In Bartow, Florida, hemp is on its way. Scott Burgett, along with Green Earth Cannaceuticals, is growing 40,000 hemp plants on 30 acres. The crop is being tested out to in Polk county as a possible alternative to citrus.
Citrus was traditionally the crop of choice on the 200-acre farm and Polk county as a whole. In a state known for its oranges, the county grows more citrus than anywhere else in Florida. Unfortunately for local farmers, citrus greening has decimated their trees. They are producing 70% less fruit than they did a decade ago, losing over 15,000 acres of citrus farms.

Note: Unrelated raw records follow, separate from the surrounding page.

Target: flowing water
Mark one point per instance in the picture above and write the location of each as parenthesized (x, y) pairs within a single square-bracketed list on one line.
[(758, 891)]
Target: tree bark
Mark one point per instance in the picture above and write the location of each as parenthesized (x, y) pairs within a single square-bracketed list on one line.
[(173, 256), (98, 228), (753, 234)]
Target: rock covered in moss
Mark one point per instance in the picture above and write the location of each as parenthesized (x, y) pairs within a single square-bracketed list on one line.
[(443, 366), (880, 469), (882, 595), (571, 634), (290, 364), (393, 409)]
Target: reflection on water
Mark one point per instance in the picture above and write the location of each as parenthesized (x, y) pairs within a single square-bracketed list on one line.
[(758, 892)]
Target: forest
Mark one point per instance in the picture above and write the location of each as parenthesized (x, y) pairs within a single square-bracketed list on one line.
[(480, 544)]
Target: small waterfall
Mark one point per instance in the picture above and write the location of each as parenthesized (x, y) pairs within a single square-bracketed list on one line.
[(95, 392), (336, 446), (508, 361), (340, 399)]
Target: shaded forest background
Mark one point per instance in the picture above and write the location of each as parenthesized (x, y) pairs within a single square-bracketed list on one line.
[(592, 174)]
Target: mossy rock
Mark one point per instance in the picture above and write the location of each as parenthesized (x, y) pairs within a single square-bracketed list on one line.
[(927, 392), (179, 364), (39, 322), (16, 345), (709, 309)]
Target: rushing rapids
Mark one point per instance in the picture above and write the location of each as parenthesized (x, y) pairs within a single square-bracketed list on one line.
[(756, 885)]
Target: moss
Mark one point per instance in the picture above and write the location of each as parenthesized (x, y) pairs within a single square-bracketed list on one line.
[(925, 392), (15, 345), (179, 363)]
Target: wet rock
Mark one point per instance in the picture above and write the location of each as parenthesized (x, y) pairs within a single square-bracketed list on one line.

This is the reason for Hook-R-Farms’ experiment into the possibilities of hemp. This crop is a test for the Florida Department of Agriculture to give Floridian farmers the tools and information they need to grow the crop successfully.
“There’s a lot of incredibly conservative people that wouldn’t have talked to me two years ago, that are now talking and looking at [hemp] as a viable industry,” Burgett said to the press. “So a farmer, if you kept your costs to $15,000, you’re making $10,000 an acre. That’s a substantial crop for a farmer. You don’t get that growing corn or beans or cotton or tobacco.”
To bring the project together, they recruited help from local farmers like Jeff Joyce. Joyce is a retired farmer who spent 40 years growing strawberries, vegetables, and cantaloupes. Joyce decided to give the new crop a try and came out of retirement to help them do it.
“And we kind of thought that might be a good thing,” Joyce said. “So we’re giving it a try and see what happens.”
With the knowledge, they learn from their experiments, along with other scientists in the state, the hope is for farmers to have a better handle on what to expect as the Florida Department of Agriculture released its final rules.